FACTS: On November 13, 2000, The House of Representatives transmitted the Articles of
Impeachment signed by 115 representatives, or more than 1/3 of all the members of the House
of Representatives to the Senate. On December 7, 2000, the impeachment proceedings began
in the Senate during which more serious allegations of graft and corruption against Estrada were

made. On January 16, 2001, the impeachment trial stopped when 11 senators, in sympathy with
the President, voted to stop the opening of an envelope which allegedly has damaging evidence
against Estrada. As a result, the impeachment trial was thrown into an uproar as the entire
prosecution panel walked out and then Senate President Pimentel resigned after casting his vote
against Estrada.

On January 19, Estrada fell from power. At 1:20 p.m. of said day, the Erap informed then
Executive Secretary Edgardo Angara that General Angelo Reyes, Chief of Staff of the Armed
Forces of the Philippines, had defected. January. On January 20, SC declared that the seat of
presidency was vacant, saying that Estrada “constructively resigned his post”. At noon, Arroyo
took her oath of office in the presence of the crowd at EDSA as the 14th President. Estrada and
his family later left Malacañang Palace. Estrada, after his fall, filed a petition for prohibition with
prayer for Writ of Preliminary Injunction. He sought to enjoin the Ombudsman from conducting
any further proceedings in the cases that may be filed in his office, until after his term as
President is over and only if legally warranted.” Thru another counsel, Estrada, on February 6,
filed a case for Quo Warranto praying for judgment confirming Estrada to be the lawful and
incumbent President of the Republic of the Philippines temporarily unable to discharge the duties
of his office,

and declaring Arroyo to have taken her oath as and to be holding the Office of the President,
only in an acting capacity pursuant to the provisions of the Constitution.

ISSUE/S:

1.WON Estrada validly resigned

2.WON Estrada enjoyed immunity from suit

HELD:

1. Yes 2. No

RATIO:

1. Yes. The resignation of President Estrada could not be doubted as confirmed by his leaving
Malacañan Palace. The elements of a valid resignation are: (a) an intent to resign and (b) acts of
relinquishment. Both were present when President Estrada left the Palace. He constructively
resigned. In the press release containing his final statement:

a. He acknowledged the oath-taking of the Arroyo as President.

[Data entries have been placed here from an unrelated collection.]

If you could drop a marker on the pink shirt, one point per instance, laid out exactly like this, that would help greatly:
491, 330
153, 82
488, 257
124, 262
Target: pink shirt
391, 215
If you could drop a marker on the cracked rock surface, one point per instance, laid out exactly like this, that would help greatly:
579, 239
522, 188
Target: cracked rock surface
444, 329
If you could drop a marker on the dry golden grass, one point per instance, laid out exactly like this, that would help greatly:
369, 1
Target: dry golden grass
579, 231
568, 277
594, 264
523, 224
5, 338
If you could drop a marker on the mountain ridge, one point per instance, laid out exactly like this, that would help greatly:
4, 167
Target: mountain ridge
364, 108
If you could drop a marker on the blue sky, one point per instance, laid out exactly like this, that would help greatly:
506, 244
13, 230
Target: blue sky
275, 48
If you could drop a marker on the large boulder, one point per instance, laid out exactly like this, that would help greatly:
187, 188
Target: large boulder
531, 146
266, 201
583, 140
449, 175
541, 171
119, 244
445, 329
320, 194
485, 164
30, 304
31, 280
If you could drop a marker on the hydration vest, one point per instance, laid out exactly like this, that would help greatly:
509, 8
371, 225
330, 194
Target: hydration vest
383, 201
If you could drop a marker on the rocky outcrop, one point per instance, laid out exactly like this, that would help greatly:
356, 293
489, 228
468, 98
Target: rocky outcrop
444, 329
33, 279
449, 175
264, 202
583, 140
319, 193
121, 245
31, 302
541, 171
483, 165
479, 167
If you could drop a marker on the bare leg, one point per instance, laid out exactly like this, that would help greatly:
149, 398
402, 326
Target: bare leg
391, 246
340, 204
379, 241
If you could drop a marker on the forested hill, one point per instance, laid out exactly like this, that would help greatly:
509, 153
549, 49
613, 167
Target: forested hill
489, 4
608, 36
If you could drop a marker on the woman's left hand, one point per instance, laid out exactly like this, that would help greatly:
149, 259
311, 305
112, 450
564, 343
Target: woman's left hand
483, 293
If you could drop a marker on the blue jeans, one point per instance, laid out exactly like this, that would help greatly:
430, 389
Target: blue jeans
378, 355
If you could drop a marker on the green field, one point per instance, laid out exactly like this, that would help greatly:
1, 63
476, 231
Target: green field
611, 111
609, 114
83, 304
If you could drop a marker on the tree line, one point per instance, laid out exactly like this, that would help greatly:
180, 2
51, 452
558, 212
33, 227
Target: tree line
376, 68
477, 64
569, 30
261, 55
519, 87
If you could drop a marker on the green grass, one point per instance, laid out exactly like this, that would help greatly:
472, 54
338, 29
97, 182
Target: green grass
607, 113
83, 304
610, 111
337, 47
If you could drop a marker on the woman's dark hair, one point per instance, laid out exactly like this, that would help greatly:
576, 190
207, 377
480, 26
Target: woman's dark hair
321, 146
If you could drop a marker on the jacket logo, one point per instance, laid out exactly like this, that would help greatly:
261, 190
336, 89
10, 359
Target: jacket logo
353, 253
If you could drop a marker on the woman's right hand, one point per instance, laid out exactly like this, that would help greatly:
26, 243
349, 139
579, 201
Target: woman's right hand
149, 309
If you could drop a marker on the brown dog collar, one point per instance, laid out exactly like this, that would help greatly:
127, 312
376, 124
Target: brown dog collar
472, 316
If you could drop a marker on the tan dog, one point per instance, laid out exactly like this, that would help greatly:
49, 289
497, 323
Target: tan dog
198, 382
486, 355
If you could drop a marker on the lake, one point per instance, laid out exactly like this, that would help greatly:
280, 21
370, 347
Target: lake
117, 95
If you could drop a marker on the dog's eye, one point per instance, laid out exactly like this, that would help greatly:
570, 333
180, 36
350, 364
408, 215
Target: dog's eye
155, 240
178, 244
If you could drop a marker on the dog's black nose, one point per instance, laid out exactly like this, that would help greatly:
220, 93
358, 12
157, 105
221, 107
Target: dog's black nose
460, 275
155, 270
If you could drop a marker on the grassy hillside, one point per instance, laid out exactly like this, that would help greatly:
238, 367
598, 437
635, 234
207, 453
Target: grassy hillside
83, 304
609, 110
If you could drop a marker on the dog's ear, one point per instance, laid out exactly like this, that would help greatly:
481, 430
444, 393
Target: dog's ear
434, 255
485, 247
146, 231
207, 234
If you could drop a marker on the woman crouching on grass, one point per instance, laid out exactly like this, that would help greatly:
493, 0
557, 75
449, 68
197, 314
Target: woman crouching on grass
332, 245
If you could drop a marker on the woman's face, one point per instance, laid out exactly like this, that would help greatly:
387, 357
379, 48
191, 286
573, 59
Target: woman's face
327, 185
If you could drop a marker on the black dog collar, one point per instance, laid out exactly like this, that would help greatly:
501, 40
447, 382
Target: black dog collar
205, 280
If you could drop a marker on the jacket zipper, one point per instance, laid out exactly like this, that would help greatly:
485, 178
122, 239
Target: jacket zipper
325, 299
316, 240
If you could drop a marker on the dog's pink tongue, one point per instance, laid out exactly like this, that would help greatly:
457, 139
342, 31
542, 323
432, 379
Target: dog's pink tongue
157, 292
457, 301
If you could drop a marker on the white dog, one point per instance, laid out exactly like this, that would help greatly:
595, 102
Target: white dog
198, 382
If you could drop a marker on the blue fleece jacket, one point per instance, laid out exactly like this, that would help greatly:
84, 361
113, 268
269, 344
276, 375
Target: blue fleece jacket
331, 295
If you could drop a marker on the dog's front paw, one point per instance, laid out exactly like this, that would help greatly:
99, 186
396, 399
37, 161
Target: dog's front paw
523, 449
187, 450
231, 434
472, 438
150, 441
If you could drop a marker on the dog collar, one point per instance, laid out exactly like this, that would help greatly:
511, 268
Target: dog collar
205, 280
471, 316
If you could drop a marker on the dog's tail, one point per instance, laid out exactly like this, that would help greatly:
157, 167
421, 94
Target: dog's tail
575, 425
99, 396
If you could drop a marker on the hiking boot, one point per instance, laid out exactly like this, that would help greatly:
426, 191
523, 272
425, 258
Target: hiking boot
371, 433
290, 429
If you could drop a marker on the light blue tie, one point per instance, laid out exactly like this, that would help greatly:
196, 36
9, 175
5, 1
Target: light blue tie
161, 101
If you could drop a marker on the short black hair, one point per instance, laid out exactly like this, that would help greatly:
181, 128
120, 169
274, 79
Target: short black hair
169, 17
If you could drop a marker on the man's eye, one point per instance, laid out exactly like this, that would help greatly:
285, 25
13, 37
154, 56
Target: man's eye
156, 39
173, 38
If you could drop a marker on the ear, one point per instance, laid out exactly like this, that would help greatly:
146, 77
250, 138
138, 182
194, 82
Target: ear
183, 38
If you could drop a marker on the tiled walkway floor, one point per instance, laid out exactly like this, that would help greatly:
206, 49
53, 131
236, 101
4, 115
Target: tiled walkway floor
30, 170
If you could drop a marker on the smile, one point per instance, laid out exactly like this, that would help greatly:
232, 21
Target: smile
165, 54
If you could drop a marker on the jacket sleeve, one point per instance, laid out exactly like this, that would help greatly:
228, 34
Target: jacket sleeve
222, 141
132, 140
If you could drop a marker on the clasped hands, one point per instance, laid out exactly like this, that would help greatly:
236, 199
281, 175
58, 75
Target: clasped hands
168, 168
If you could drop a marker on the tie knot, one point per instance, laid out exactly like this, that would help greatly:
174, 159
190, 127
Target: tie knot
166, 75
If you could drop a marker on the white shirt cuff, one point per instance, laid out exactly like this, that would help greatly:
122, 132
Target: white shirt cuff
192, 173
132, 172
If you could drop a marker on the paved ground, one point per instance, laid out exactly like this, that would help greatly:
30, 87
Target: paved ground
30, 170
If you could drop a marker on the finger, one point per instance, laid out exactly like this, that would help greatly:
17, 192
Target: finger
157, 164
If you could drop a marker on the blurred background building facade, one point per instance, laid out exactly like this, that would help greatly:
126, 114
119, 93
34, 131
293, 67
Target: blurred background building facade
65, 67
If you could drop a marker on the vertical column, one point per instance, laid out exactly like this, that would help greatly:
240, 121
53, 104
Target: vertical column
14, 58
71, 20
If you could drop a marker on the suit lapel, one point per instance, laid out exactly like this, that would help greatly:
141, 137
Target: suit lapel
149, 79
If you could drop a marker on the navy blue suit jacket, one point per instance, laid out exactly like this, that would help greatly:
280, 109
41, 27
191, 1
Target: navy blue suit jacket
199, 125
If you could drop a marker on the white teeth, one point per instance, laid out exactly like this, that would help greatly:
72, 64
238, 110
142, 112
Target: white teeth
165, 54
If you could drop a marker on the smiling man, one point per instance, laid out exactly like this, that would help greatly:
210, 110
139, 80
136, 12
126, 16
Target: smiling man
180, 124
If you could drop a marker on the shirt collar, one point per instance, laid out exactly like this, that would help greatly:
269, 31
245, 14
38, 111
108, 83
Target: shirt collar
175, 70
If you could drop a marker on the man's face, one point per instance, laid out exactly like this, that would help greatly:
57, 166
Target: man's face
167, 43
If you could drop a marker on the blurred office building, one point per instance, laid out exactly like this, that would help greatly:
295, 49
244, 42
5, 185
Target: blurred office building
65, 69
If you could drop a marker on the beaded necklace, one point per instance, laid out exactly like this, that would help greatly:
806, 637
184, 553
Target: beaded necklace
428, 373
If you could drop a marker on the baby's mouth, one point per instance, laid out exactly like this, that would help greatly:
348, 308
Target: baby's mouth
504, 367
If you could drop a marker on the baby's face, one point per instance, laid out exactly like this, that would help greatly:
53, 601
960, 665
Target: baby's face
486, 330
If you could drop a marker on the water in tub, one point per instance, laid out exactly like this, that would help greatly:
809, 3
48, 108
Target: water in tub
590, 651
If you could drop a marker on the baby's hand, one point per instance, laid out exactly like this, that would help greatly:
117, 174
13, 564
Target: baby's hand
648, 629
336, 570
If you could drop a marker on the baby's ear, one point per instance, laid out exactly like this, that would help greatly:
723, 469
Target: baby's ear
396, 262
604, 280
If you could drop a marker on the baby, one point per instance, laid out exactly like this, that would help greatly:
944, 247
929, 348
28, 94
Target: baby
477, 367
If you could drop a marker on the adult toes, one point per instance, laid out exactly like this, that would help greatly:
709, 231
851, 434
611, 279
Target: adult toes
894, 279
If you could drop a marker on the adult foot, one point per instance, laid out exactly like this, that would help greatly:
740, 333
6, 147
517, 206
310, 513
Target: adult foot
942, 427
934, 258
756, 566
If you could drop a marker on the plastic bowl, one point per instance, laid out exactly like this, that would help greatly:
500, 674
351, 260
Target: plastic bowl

b. He emphasized he was leaving the Palace for the sake of peace and in order to begin the
healing process (he did not say that he was leaving due to any kind of disability and that he was
going to reassume the Presidency as soon as the disability disappears);

c. He expressed his gratitude to the people for the opportunity to serve them as President
(without doubt referring to the past opportunity);

d. He assured that he will not shirk from any future challenge that may come in the same
service of the country;

e. He called on his supporters to join him in promotion of a constructive national spirit of


reconciliation and solidarity.

2. No. Estrada is not immune for suit because he is not the president anymore. “Incumbent
Presidents are immune from suit or from being brought to court during the period of their
incumbency and tenure” but not beyond. Considering the peculiar circumstance that the
impeachment process against the petitioner has been aborted and thereafter he lost the
presidency, petitioner Estrada cannot demand as a condition sine qua non to his criminal
prosecution before the Ombudsman that he be convicted in the impeachment proceedings.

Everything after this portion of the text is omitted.